A joint venture is defined as an association of two or more persons formed to carry out a single business enterprise for profit in which they combine their property, money, efforts, skill, and knowledge[i]. In order to create a joint venture, the parties must have an agreement under which they have a joint interest in a common business undertaking, an understanding as to the sharing of profits and losses, and a right of joint control.[ii]
The existence of a joint venture depends on the intent of the parties. Elements common to a joint venture which afford objective evidence of the parties’ intent are:
- A single enterprise;
- A community of interest;
- Sharing of both profits and losses;
- The right of joint participation in the management and control of the business.
The rights and liabilities of joint venturers are governed by the principles applicable to partnerships. In contracts with third persons, the law imposes liability upon one who either represents himself/herself or consents to another representing him/her as a partner in an actual or apparent partnership[iii]. If one of two innocent persons suffers by the act of a third person, s/he by whose negligence it happened must be the sufferer[iv].
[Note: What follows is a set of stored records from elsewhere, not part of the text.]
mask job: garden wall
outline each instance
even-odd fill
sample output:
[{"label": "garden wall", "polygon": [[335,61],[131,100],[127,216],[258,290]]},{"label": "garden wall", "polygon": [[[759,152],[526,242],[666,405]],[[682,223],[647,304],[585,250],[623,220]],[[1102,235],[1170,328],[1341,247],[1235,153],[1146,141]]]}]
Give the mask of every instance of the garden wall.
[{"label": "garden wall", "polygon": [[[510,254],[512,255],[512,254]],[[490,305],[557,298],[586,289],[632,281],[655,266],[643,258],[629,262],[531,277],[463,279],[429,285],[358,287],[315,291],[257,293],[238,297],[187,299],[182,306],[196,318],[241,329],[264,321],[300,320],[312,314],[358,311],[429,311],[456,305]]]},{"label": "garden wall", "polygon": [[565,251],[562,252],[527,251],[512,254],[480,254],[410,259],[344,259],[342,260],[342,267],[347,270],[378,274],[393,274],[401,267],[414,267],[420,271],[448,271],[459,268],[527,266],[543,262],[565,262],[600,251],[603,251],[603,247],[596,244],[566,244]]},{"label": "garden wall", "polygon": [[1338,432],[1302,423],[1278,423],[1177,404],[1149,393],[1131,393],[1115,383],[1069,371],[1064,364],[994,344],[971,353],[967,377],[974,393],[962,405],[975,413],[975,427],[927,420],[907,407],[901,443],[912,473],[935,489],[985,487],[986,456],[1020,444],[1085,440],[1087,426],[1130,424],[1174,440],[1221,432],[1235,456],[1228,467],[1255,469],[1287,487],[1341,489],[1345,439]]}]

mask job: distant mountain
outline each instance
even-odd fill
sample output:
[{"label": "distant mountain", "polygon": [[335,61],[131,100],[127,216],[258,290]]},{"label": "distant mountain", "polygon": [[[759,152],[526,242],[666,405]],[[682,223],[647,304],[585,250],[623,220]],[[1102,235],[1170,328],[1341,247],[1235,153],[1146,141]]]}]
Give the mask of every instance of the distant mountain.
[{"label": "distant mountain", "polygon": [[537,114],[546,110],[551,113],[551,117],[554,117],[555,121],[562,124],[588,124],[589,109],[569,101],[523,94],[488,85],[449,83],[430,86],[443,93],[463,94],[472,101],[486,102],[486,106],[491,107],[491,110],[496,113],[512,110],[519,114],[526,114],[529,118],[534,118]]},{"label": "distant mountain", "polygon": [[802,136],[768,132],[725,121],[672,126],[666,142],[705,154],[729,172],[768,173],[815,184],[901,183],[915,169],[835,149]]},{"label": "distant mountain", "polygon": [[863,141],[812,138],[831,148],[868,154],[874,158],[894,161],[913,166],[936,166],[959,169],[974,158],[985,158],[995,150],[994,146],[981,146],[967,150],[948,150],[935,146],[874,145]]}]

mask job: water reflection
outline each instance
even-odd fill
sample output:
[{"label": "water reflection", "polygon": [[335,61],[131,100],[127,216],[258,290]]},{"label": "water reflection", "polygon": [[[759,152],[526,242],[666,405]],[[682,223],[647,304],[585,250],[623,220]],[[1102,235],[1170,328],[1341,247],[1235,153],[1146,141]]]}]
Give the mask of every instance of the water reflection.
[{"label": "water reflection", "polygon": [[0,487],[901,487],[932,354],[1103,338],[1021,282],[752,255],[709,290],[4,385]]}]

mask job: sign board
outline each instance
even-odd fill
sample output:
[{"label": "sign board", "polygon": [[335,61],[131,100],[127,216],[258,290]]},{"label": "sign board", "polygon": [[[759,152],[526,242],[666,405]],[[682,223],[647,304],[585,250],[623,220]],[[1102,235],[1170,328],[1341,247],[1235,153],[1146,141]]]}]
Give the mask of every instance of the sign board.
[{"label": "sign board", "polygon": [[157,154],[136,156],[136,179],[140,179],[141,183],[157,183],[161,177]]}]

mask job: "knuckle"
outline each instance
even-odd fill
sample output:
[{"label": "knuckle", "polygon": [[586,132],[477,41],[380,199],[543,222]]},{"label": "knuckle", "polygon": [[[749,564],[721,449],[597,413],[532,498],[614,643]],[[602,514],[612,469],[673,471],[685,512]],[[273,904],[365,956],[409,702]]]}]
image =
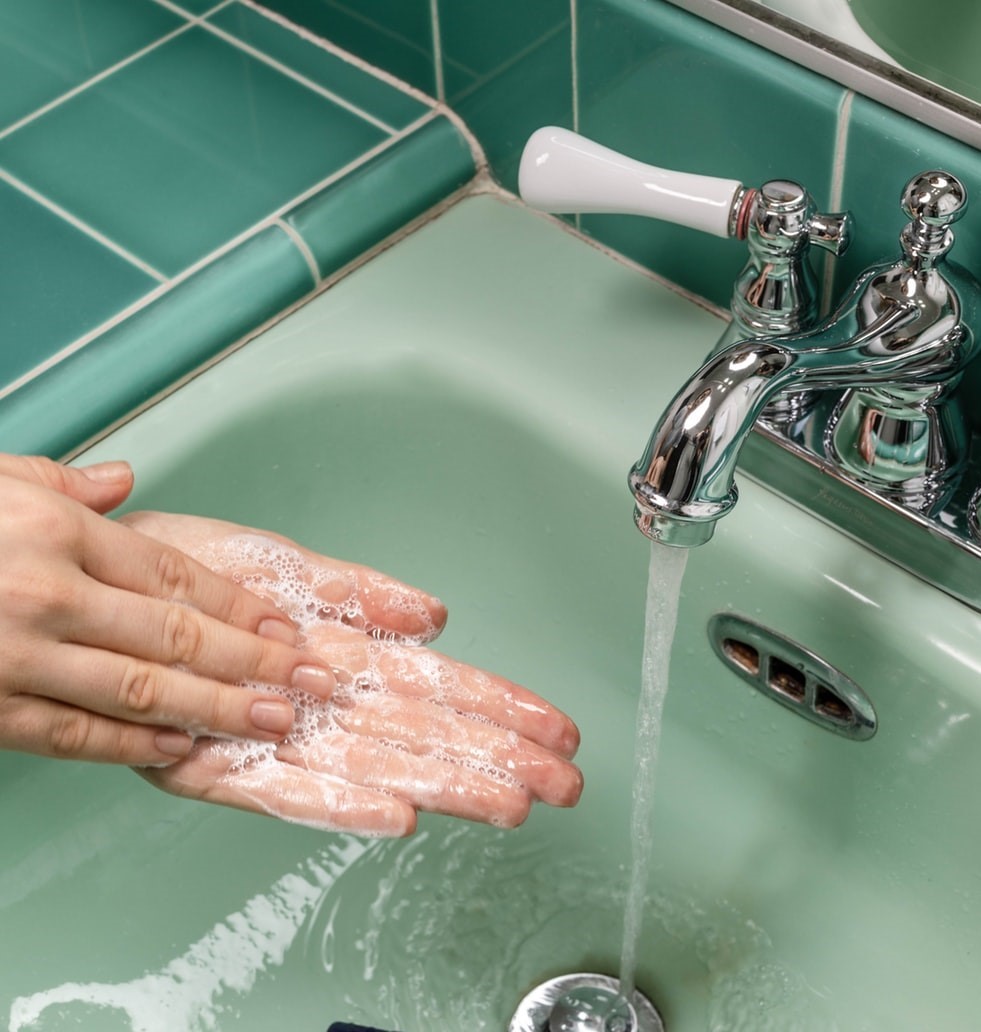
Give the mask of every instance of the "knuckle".
[{"label": "knuckle", "polygon": [[67,710],[52,721],[47,733],[51,754],[68,760],[85,754],[93,734],[93,719],[84,710]]},{"label": "knuckle", "polygon": [[185,606],[171,606],[163,627],[163,647],[169,662],[193,666],[203,645],[204,633],[197,615]]},{"label": "knuckle", "polygon": [[163,599],[189,599],[194,585],[191,563],[186,555],[164,548],[157,558],[157,585]]},{"label": "knuckle", "polygon": [[119,703],[129,713],[151,714],[157,709],[160,682],[149,664],[133,663],[120,681]]}]

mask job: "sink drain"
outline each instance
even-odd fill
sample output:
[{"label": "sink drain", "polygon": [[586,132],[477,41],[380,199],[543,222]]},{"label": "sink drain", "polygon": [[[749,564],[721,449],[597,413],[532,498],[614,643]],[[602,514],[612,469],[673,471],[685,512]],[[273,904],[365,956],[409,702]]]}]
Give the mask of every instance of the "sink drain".
[{"label": "sink drain", "polygon": [[664,1023],[643,993],[622,997],[616,978],[563,974],[528,993],[508,1032],[664,1032]]}]

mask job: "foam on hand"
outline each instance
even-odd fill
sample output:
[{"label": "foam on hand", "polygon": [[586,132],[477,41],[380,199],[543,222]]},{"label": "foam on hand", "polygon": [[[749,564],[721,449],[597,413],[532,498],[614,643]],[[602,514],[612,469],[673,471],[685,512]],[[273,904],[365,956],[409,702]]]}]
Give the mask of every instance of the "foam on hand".
[{"label": "foam on hand", "polygon": [[[289,699],[295,721],[283,742],[200,740],[192,761],[221,770],[220,785],[271,816],[373,835],[404,833],[397,808],[394,816],[384,816],[392,797],[414,809],[439,810],[448,799],[459,802],[476,792],[484,812],[475,815],[494,823],[498,809],[508,810],[495,797],[513,804],[516,794],[525,795],[501,756],[500,743],[506,753],[518,745],[518,734],[469,712],[489,677],[468,670],[464,681],[457,665],[422,647],[437,628],[418,595],[393,589],[372,571],[359,570],[356,578],[348,570],[315,566],[296,548],[262,535],[224,539],[196,558],[274,599],[299,630],[301,647],[329,650],[337,679],[326,702],[295,688],[243,683]],[[406,614],[421,630],[398,635],[372,624],[362,598],[375,592],[384,592],[388,611]],[[471,719],[461,731],[465,718]],[[496,750],[467,730],[481,727],[495,729]]]}]

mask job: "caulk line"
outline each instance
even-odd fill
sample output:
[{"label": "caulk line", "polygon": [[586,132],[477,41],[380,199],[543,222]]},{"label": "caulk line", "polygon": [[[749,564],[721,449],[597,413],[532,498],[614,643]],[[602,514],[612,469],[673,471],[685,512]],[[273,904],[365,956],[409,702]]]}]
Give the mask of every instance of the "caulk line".
[{"label": "caulk line", "polygon": [[[848,154],[848,130],[851,124],[853,90],[846,90],[838,105],[838,123],[835,129],[835,149],[831,154],[831,183],[828,211],[841,212],[845,195],[845,160]],[[828,253],[824,256],[824,275],[821,281],[821,315],[826,316],[835,303],[835,263],[838,259]]]}]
Generally, each member of a joint venture is deemed to be the agent of the other when acting in furtherance of the common objective. It is to be noted that the same rules with respect to a principal and an agent applicable to members of a partnership apply to members of a joint adventure with respect to contracts with third persons within the scope of the joint enterprise[v].
The essential test in determining the existence of a joint venture is whether the parties intended to establish such a relation. In the absence of an express agreement setting forth the relationship, the status may be inferred from the conduct of the parties in relation to themselves and to third parties. As to third parties, it is the legal intent which controls. The parties may be estopped in favor of third persons from denying that they are joint venturers, even though they never intended to become such[vi]. Regarding third parties, it is the intent to do those things which constitutes a joint venture that usually determines whether any relation exists[vii].
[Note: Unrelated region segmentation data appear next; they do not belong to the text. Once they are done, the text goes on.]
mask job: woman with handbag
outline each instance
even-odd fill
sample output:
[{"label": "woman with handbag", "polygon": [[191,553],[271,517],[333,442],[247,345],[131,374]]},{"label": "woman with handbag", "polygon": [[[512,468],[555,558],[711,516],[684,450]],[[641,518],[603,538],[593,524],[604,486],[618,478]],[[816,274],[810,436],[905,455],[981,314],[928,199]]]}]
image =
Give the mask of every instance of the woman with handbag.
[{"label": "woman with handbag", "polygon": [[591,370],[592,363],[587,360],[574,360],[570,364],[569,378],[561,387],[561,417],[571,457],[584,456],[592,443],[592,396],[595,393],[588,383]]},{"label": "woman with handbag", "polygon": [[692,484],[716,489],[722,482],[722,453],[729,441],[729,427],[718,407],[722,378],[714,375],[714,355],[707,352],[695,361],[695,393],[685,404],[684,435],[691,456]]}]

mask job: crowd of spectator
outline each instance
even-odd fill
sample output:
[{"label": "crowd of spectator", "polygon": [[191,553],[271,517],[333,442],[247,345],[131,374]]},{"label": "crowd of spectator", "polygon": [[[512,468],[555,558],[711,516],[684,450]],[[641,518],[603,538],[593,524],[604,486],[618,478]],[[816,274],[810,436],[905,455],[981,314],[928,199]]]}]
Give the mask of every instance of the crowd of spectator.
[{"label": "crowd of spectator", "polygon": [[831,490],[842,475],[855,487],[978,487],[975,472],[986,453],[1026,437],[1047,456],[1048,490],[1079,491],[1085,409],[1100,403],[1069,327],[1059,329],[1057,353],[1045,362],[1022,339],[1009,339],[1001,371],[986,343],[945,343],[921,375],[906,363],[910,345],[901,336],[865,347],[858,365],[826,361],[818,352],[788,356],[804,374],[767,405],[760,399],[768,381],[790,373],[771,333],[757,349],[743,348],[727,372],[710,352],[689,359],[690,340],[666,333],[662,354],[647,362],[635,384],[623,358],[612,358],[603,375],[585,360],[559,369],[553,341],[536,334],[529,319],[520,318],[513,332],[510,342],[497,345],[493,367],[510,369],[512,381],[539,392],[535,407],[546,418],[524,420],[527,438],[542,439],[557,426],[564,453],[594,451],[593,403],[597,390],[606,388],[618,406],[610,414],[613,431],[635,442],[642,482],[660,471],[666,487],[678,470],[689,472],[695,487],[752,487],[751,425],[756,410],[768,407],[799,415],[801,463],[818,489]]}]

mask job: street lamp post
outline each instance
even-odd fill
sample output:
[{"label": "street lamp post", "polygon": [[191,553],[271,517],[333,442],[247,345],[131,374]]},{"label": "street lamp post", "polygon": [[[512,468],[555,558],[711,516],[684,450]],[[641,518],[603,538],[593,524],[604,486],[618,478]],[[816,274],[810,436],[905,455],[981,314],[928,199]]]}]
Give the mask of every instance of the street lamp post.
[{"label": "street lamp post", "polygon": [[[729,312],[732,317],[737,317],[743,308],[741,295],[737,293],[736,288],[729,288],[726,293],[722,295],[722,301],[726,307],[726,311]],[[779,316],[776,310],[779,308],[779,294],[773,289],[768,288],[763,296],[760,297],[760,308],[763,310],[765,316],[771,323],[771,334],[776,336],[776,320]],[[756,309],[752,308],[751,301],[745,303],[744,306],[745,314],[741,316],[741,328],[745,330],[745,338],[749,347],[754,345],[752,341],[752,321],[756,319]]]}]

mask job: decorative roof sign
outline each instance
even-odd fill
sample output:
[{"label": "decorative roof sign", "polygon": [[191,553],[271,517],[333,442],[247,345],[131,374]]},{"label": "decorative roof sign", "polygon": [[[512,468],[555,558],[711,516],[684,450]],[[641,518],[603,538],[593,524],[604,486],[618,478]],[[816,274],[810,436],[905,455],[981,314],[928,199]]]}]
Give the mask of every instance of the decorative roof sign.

It is to be noted that when third parties deal with a co-venturer in good faith and without knowledge of any limitation upon his/her authority, the law presumes him/her to have the power to bind his/her associates by such contracts that is reasonably necessary to carry on the business in which the joint venturers are engaged[viii].
If joint adventurers perform work for a third person who pays either or one of them, then such payment is considered a discharge of the obligation as to both or all. Similarly, if a joint venture has incurred obligations within the scope of the business enterprise, then the payment by a third person to one co-venturer is considered as the payment to all[ix].
However, a joint adventurer will not discharge his/her liability for the purchase price of a commodity purchased from a third person by payments made to the associate of such joint adventure[x].
[i] Wah Chang Smelting & Ref. Co. of Am. v. Cleveland Tungsten, 1996 Del. Ch. LEXIS 102 (Del. Ch. Aug. 19, 1996).
[ii] In re Jones, 72 B.R. 25 (Bankr. C.D. Cal. 1987).
[iv] Blaisdell v. Leach, 101 Cal. 405 (Cal. 1894).
[v] Lindner v. Friednash, 160 Cal. App. 2d 511 (Cal. App. 2d Dist. 1958).
[vi] Dubach, Inc. v. Lucky Ace Petroleum, L.L.C., 2006 U.S. Dist. LEXIS 47399 (E.D. Okla. July 11, 2006).
[vii] Martin v. Chapel, Wilkinson, Riggs, & Abney, 1981 OK 134 (Okla. 1981).
[ix] Lentz v. United States, 171 Ct. Cl. 537 (Ct. Cl. 1965).
[x] Lindner v. Friednash, 160 Cal. App. 2d 511 (Cal. App. 2d Dist. 1958).